Rebuilding GPT-2 in a Spreadsheet — Ishaan Anand on Opening the Black Box [AI Tinkerers - "One-Shot"] .

Rebuilding GPT-2 in a Spreadsheet — Ishaan Anand on Opening the Black Box

Joe Heitzeberg
Joe Heitzeberg — AI Tinkerers - "One-Shot"
August 14, 2025

Some people treat transformers as a “black box” you have to trust.
Ishaan Anand takes the opposite approach — cracking them open so anyone can see exactly how they work.

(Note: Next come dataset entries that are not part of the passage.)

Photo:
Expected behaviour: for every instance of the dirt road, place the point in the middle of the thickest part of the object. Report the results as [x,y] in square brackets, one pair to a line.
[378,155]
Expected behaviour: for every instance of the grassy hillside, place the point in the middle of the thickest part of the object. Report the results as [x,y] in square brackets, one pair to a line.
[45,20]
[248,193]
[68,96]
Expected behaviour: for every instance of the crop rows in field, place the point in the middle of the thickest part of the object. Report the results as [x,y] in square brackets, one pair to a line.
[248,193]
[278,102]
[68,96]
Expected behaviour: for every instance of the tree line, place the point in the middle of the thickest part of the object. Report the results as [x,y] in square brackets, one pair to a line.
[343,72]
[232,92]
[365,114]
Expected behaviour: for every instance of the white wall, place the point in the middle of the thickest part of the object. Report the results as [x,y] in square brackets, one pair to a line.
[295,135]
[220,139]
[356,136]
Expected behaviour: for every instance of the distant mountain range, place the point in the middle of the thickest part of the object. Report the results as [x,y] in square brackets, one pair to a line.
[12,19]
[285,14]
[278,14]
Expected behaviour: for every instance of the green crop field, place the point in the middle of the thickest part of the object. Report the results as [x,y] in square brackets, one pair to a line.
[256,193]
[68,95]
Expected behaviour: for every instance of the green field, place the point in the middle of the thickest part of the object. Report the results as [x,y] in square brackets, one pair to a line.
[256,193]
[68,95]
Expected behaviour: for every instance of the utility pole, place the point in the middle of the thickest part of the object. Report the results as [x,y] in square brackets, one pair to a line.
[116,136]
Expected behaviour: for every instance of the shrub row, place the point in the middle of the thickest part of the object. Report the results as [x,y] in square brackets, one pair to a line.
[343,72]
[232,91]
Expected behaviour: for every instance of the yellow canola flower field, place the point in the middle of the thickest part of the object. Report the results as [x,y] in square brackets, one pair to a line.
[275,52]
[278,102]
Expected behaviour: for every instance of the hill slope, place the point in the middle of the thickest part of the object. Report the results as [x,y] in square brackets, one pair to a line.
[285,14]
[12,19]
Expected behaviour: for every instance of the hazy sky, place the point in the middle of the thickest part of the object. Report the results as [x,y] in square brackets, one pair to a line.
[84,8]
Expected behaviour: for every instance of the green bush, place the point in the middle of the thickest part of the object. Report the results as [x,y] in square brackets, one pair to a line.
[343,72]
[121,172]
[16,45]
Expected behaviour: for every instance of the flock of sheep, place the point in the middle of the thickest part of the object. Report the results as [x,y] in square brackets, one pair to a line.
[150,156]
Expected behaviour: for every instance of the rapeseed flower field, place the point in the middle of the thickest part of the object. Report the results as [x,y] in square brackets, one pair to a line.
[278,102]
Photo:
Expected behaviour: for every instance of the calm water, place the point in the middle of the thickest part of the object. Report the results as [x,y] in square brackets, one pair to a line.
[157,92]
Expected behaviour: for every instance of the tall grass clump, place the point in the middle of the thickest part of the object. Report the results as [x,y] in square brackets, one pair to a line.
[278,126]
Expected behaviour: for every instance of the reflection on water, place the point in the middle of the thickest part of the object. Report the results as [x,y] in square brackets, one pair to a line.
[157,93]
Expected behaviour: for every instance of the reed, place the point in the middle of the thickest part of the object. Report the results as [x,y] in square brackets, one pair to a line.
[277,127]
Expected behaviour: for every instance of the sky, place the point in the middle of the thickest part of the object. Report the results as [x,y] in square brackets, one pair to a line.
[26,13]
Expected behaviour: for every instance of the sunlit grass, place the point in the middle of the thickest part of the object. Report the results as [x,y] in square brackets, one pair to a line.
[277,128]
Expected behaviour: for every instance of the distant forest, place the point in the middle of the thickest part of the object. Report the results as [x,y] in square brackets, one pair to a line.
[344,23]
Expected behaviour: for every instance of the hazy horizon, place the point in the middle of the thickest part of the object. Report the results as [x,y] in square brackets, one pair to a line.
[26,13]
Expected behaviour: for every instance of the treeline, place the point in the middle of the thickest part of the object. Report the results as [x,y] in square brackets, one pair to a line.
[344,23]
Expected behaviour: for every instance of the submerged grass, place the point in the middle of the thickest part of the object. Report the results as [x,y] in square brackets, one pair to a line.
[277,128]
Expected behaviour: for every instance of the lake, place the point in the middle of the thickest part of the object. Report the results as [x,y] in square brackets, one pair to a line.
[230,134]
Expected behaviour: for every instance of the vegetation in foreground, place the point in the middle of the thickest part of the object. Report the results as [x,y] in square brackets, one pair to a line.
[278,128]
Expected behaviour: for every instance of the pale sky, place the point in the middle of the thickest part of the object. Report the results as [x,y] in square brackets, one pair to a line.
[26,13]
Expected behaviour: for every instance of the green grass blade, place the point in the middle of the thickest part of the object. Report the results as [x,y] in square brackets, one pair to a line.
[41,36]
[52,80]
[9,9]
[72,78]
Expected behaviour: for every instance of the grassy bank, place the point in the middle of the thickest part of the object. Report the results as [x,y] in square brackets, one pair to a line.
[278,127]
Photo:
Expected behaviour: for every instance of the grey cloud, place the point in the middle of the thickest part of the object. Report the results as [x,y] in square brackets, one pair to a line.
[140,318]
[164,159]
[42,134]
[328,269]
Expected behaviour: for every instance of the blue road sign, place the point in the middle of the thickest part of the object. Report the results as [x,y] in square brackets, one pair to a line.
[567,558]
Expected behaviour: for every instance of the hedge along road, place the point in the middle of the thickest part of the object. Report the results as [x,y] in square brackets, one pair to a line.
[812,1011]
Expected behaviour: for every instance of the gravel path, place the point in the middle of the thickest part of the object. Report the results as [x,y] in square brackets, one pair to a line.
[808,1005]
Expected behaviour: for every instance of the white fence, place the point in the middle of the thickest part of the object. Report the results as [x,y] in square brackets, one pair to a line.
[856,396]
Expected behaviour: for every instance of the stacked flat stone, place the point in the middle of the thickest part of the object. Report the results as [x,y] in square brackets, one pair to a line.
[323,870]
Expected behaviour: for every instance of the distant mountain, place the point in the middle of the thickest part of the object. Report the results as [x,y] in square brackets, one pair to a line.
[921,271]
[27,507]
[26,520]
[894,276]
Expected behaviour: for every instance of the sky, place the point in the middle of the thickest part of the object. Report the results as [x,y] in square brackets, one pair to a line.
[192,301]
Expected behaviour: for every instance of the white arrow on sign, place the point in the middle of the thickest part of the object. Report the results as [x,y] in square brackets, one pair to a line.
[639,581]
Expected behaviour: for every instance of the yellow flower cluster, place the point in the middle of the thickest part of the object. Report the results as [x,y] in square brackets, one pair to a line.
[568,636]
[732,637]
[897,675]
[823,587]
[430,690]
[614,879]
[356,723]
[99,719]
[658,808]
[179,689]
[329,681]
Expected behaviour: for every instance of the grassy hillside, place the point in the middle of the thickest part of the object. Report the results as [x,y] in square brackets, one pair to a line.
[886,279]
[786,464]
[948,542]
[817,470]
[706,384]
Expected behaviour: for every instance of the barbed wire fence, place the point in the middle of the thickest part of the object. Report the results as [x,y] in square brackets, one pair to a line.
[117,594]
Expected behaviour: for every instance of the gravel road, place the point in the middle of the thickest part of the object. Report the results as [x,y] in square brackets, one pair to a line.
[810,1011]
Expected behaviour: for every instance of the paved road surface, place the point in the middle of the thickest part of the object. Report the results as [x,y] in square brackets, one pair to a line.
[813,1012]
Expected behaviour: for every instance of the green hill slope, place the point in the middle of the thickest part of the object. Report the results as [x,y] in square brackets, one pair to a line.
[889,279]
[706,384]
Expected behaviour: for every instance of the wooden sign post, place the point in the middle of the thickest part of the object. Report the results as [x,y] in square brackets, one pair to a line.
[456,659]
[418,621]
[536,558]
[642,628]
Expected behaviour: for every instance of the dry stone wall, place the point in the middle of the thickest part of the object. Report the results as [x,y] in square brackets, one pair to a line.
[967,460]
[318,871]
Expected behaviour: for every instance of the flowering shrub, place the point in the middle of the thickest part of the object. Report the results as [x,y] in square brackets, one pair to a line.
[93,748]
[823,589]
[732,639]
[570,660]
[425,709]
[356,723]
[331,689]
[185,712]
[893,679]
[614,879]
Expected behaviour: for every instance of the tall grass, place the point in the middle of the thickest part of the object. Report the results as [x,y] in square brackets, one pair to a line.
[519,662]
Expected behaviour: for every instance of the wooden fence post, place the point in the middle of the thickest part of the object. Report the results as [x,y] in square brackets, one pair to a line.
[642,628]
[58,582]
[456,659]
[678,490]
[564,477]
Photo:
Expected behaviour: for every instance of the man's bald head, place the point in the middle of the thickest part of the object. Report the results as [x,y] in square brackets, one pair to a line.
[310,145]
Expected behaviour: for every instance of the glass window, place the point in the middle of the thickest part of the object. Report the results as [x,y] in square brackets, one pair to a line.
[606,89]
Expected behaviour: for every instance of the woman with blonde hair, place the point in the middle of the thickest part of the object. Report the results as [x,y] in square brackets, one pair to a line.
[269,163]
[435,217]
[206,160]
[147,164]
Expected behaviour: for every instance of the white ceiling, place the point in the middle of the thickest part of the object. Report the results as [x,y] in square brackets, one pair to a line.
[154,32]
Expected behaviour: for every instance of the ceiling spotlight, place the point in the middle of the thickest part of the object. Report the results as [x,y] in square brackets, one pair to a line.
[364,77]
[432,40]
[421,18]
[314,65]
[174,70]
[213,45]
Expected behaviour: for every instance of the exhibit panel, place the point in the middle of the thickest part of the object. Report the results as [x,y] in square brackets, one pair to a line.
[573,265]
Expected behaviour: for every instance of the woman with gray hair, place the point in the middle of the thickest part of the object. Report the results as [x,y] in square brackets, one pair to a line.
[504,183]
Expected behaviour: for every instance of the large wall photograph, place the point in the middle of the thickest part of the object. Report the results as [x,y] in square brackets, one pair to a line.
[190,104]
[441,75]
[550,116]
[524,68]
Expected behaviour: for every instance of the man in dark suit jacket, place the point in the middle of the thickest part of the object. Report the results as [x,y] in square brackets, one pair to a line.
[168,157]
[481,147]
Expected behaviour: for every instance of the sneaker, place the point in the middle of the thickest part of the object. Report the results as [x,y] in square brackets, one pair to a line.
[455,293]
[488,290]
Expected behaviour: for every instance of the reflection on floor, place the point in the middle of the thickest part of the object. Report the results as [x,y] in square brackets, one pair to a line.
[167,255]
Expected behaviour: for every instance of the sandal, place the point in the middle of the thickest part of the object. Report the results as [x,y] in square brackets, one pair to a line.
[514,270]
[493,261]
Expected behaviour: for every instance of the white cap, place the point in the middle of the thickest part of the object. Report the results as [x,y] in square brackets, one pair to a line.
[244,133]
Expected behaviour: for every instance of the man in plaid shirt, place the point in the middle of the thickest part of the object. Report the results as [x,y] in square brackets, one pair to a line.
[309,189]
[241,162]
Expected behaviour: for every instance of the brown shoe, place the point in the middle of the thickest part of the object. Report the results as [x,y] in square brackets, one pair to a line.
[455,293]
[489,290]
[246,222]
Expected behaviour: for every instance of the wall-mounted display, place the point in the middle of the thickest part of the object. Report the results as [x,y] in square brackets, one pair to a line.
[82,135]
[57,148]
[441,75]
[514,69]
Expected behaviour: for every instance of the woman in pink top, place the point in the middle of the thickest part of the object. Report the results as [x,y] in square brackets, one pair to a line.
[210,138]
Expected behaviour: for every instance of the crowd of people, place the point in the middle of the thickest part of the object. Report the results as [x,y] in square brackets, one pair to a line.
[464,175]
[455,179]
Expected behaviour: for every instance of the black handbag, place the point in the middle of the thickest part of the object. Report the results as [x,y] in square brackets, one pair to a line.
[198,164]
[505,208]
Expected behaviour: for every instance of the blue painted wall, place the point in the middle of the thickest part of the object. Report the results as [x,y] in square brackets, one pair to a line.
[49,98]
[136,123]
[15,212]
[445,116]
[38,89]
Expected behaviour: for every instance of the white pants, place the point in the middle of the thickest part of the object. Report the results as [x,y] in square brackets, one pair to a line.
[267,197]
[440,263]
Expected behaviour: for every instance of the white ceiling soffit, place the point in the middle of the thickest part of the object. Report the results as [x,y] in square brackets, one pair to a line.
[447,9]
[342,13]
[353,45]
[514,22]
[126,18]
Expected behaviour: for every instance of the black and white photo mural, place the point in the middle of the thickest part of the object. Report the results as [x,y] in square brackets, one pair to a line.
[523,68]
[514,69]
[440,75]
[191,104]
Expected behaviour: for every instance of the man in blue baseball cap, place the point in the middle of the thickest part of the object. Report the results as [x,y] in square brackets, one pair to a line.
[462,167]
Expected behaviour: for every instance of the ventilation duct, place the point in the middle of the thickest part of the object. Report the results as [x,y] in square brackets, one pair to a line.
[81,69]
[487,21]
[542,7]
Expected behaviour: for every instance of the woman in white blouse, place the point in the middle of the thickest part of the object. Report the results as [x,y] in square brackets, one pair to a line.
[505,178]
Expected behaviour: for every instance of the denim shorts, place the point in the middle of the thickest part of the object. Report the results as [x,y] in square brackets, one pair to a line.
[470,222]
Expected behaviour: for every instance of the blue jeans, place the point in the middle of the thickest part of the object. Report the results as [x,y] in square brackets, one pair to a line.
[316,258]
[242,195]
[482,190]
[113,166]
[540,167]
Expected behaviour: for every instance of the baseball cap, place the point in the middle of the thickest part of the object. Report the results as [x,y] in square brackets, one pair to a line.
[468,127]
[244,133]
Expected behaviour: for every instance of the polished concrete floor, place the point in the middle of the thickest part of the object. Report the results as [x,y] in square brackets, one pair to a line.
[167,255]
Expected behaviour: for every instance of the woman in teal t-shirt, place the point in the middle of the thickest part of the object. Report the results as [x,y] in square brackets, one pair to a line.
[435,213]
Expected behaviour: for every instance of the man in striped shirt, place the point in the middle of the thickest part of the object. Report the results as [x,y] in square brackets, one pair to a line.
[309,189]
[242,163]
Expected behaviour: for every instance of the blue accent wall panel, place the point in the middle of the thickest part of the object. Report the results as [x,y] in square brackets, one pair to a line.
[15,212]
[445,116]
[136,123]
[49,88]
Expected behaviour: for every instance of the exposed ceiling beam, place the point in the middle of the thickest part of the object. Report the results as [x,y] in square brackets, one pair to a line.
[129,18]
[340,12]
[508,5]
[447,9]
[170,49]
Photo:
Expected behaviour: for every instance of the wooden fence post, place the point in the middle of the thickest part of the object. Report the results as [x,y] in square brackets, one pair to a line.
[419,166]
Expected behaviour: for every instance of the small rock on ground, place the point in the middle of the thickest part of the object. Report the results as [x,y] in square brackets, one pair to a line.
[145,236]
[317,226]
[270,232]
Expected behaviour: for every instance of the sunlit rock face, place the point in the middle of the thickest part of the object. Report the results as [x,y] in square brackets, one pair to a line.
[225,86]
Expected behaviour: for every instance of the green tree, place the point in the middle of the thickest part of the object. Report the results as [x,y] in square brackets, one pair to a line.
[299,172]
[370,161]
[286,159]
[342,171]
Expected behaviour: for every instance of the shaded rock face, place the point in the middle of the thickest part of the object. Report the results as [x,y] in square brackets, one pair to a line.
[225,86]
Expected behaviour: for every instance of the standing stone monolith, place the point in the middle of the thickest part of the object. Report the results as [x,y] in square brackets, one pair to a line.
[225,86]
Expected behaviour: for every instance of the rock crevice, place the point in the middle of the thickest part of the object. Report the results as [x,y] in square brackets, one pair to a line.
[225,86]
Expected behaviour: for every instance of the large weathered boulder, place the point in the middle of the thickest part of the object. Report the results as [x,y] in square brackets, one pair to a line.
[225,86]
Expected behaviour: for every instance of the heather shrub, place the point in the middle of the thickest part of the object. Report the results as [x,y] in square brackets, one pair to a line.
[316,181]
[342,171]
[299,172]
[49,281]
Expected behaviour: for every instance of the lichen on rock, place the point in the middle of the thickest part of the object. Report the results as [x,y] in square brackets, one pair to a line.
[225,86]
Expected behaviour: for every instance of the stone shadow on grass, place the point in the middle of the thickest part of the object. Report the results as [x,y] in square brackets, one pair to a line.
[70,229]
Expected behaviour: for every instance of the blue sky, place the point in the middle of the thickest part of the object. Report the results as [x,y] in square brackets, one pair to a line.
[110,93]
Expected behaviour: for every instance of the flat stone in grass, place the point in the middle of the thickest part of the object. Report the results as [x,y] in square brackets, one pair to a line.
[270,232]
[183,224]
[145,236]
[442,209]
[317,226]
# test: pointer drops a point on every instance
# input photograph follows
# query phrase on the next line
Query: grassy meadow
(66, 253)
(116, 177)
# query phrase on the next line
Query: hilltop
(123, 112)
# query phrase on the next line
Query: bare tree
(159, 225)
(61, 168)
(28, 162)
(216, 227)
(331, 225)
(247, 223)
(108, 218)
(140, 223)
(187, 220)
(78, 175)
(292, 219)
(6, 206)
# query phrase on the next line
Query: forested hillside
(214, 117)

In this episode, Ishaan walks us through his project to rebuild GPT-2 from scratch inside a spreadsheet, showing every matrix, every operation, and every parameter along the way. The result: a way to see attention and transformer mechanics in action — and understand the foundation that powers modern LLMs.

Why this matters

Every modern LLM — from GPT-4 to Claude, Gemini to LLaMA — is built on the same transformer architecture that GPT-2 introduced to the world in 2019.
If you can understand GPT-2, you can understand all of them — and modify them for your own needs.
• Transparency pain: Most devs never see what happens between prompt and output.
• Learning pain: Reading papers is slow, running code is abstract — but seeing the math visually clicks instantly.
• Control pain: Without intuition for how LLMs process tokens, it’s hard to fine-tune, debug, or optimize them.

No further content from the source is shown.